L’appréciation globale doit, en ce qui concerne la similitude visuelle, auditive ou conceptuelle des marques en cause, être fondée sur l’impression d’ensemble produite par les marques, en tenant compte, notamment, des éléments distinctifs et dominants de celles-ci (11/11/1997,-251/95, Sabèl, EU:C:1997:528, § 23).
Les éléments figuratifs des deux marques représentent des joueurs de polo à cheval, un dans la marque antérieure et deux dans le signe contesté.

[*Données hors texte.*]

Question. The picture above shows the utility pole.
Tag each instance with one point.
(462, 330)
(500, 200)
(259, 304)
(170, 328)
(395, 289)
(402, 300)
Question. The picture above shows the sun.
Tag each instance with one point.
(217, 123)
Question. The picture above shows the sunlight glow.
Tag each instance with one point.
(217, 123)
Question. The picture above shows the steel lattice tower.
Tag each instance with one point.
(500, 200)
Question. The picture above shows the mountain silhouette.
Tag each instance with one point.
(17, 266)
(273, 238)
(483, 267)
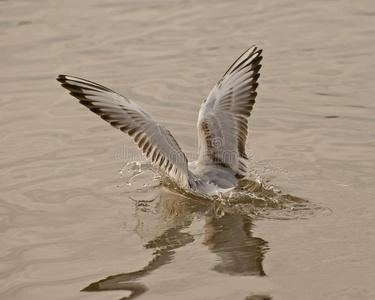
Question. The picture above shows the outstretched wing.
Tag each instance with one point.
(222, 122)
(154, 139)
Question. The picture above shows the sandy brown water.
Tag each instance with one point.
(70, 222)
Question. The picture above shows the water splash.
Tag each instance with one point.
(254, 196)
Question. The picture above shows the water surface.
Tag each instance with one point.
(72, 226)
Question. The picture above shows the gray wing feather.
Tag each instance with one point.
(153, 138)
(222, 122)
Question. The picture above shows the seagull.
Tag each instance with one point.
(222, 127)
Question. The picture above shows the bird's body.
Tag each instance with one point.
(222, 126)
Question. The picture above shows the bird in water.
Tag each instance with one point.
(222, 126)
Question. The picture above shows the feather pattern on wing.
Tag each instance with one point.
(222, 122)
(153, 138)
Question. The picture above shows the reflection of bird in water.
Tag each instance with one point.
(222, 126)
(230, 237)
(226, 234)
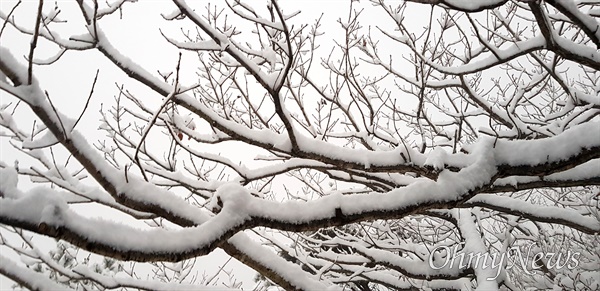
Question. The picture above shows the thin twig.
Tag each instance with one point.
(154, 117)
(36, 34)
(89, 98)
(57, 116)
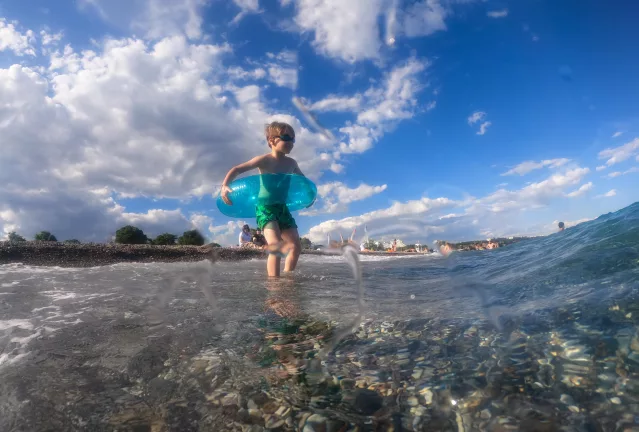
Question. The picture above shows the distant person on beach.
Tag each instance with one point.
(245, 236)
(258, 239)
(275, 220)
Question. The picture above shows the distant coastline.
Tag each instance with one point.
(45, 253)
(488, 244)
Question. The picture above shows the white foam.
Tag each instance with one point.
(21, 268)
(25, 340)
(363, 258)
(6, 360)
(46, 307)
(23, 324)
(59, 295)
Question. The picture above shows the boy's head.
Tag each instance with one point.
(280, 136)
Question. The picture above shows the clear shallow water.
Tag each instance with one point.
(541, 335)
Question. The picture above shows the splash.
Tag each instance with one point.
(350, 254)
(200, 274)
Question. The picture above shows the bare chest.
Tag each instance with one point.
(274, 166)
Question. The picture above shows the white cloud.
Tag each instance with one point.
(426, 218)
(237, 73)
(423, 18)
(476, 117)
(611, 193)
(336, 196)
(528, 166)
(344, 30)
(498, 13)
(384, 220)
(397, 100)
(12, 39)
(129, 119)
(581, 191)
(282, 69)
(246, 7)
(350, 30)
(620, 173)
(621, 153)
(479, 116)
(483, 128)
(381, 106)
(337, 104)
(154, 18)
(50, 38)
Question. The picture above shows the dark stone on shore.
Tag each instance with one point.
(41, 253)
(99, 254)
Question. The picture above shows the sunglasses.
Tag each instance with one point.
(287, 137)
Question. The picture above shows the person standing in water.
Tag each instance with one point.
(275, 220)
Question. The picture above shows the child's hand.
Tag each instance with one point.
(225, 195)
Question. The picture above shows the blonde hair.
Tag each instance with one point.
(274, 129)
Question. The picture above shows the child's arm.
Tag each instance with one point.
(254, 163)
(297, 170)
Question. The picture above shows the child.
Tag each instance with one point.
(275, 221)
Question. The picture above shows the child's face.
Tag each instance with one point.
(283, 142)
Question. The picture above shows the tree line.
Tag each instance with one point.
(129, 234)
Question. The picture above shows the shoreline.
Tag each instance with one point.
(55, 254)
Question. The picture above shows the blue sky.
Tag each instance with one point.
(452, 119)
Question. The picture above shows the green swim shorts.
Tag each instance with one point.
(274, 213)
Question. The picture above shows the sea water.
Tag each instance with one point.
(539, 335)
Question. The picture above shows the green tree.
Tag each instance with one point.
(306, 243)
(14, 237)
(45, 236)
(130, 235)
(192, 237)
(165, 239)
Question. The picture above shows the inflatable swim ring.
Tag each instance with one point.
(296, 191)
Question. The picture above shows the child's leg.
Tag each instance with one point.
(273, 236)
(292, 240)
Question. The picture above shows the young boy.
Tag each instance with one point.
(275, 221)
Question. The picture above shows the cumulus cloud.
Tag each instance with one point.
(130, 118)
(476, 117)
(50, 38)
(528, 166)
(479, 116)
(496, 213)
(619, 154)
(154, 18)
(350, 30)
(498, 13)
(611, 193)
(581, 191)
(388, 220)
(379, 108)
(336, 196)
(246, 7)
(621, 173)
(16, 41)
(337, 103)
(282, 69)
(483, 128)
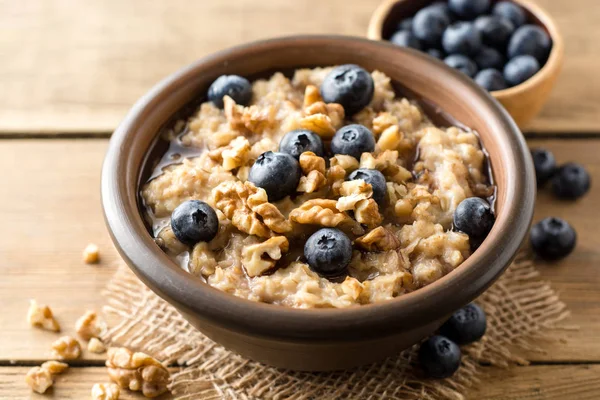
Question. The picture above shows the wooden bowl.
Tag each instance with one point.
(317, 339)
(523, 101)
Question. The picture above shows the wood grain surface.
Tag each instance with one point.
(54, 211)
(78, 66)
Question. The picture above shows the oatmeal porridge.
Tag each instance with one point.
(320, 190)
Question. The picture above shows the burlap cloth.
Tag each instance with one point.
(520, 307)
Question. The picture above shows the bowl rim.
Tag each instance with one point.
(191, 296)
(548, 69)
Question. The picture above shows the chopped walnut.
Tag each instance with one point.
(39, 379)
(91, 254)
(311, 182)
(352, 192)
(234, 155)
(379, 239)
(261, 257)
(309, 161)
(322, 212)
(348, 163)
(367, 212)
(383, 121)
(41, 316)
(352, 287)
(66, 348)
(102, 391)
(88, 326)
(95, 345)
(318, 123)
(55, 367)
(248, 209)
(137, 372)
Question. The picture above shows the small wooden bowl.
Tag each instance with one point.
(523, 101)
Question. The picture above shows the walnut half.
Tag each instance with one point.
(41, 316)
(261, 257)
(137, 372)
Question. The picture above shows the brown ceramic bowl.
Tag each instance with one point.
(318, 339)
(523, 101)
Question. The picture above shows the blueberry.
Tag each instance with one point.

Dans le signe contesté, cet élément figuratif présente un faible degré de caractère distinctif par rapport aux fouets contestés; harnais; articles de sellerie; étriers; courroies de cuir (sellerie) en classe 18 et le rassemblement, pour le compte de tiers, de fouets, de sellerie, d’étriers, de courroies en cuir (sellerie) en classe 35, étant donné que ces produits, ou les produits visés par les services, sont utilisés pour jouer du polo ou fabriquer du matériel de polo.
Toutefois, l’élément figuratif possède un caractère distinctif normal en ce qui concerne les autres produits et services contestés, étant donné que si les produits (ou les produits faisant l’objet des services de vente) peuvent être utilisés pour jouer au polo, rien dans leur description n’indique qu’ils concernent des produits spécifiquement conçus à cette fin
[26/03/2015, 581/13-, Royal County of Berkshire POLO CLUB (fig.)/BEVERLY HILLS POLO CLUB et al., EU:T:2015:192, § 49]. Le même raisonnement s’applique à la marque antérieure, l’élément figuratif possède un caractère distinctif normal pour tous les produits pertinents compris dans les classes 18 et 25.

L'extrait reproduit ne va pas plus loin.